Posted on Friday, April 14, 2006 at 8:48 AM (permalink)

I started reading about the Semantic Web again last week, and my immediate reaction was the same as the first time I tried a few months ago. This is such a perfectly specified, intellectually rigorous collection of standards and practices that it seems almost impossible to find an entry point. If it is so hard to get started, then how does anyone work with it? The answer is that the people who understand it now are the same people who helped to build it. Each of the many sub-standards and protocols were introduced in reaction to a specific problem discovered during the creation of some other portion of this edifice. An analogy is trying to understand how an immense cathedral could possibly have been built by walking around the finished building. Once the scaffolding and the masses of workers are long gone, it seems like every part fits seamlessly into every other, and the thousands of decisions that were made during its construction are erased.

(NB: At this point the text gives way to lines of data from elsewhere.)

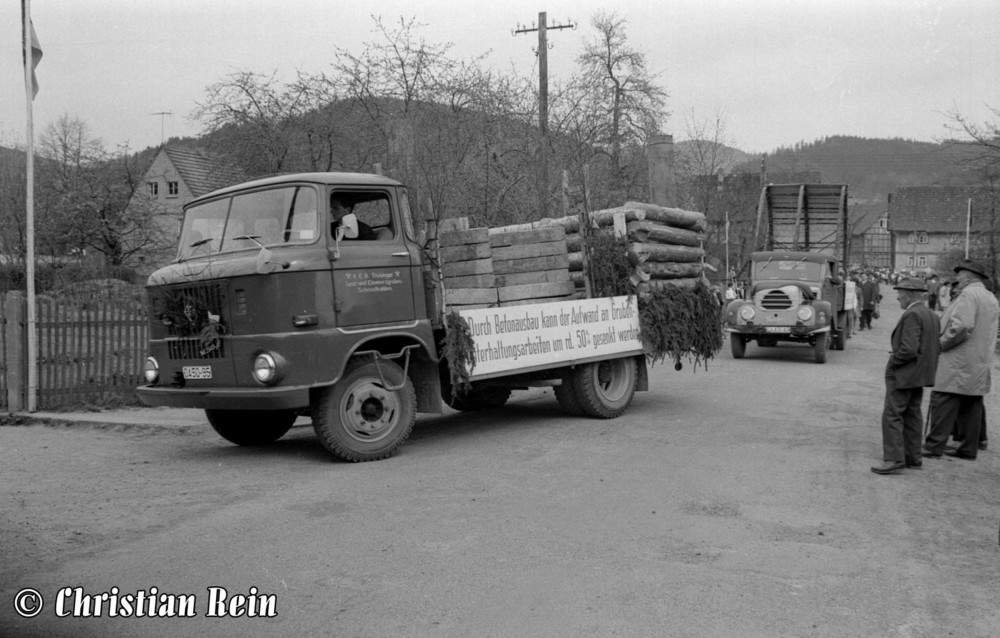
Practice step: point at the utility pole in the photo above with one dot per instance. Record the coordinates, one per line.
(543, 104)
(162, 114)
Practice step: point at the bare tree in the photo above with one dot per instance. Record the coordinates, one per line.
(257, 119)
(627, 101)
(93, 197)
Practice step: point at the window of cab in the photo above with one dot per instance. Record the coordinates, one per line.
(272, 217)
(372, 208)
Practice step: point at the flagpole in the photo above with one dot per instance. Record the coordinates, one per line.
(30, 208)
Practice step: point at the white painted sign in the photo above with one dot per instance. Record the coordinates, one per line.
(538, 335)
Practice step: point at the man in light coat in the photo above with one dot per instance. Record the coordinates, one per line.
(968, 338)
(910, 369)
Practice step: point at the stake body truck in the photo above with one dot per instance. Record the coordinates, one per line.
(796, 292)
(272, 310)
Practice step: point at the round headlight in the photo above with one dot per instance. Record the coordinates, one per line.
(265, 369)
(151, 370)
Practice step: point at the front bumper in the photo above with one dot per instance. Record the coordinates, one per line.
(289, 398)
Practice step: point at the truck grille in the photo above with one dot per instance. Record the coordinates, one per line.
(196, 349)
(776, 300)
(195, 317)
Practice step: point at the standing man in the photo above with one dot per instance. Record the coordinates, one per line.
(910, 368)
(869, 297)
(968, 338)
(850, 304)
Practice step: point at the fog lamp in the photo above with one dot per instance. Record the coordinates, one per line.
(265, 369)
(151, 370)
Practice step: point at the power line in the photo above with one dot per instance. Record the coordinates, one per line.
(543, 103)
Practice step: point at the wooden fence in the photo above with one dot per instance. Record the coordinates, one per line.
(91, 346)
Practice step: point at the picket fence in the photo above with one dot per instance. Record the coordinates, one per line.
(91, 346)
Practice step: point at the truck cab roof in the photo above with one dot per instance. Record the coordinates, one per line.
(329, 179)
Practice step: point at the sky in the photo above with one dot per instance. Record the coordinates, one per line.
(777, 72)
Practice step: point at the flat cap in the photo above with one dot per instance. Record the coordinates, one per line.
(973, 266)
(911, 283)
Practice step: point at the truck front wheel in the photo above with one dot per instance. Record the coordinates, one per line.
(737, 345)
(368, 414)
(605, 389)
(244, 427)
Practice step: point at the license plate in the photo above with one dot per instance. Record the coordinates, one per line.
(197, 372)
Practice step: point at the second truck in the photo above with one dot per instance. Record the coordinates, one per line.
(796, 291)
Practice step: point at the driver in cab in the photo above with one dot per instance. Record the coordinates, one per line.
(339, 208)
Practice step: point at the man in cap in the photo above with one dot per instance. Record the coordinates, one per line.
(968, 338)
(910, 368)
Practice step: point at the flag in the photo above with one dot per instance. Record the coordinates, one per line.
(36, 52)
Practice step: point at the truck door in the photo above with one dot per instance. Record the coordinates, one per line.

I decided to pull back a step and look at the areas of namespaces in RSS and the many competing standards for structured microcontent on the Web. This is much messier and clearly a work in progress, but once again as with the Semantic Web, the same individuals keep popping up in these many projects. The problem with the social nature of the construction of microformats, structured blogging, RSS, Atom, etc., is the unspoken, or at least underdocumented, aspects of the decision process. Why are there two competing sets of blog microcontent formats? Why are there apparently dozens of overlapping collections of RSS namespaces? The answers are lost in the maze of blog posts and standards announcements made over the last few years. Why isn't everyone involved with this area terminally confused? Because they lived through the process and understand the political, social, commercial aspects of each of these multiple body collisions.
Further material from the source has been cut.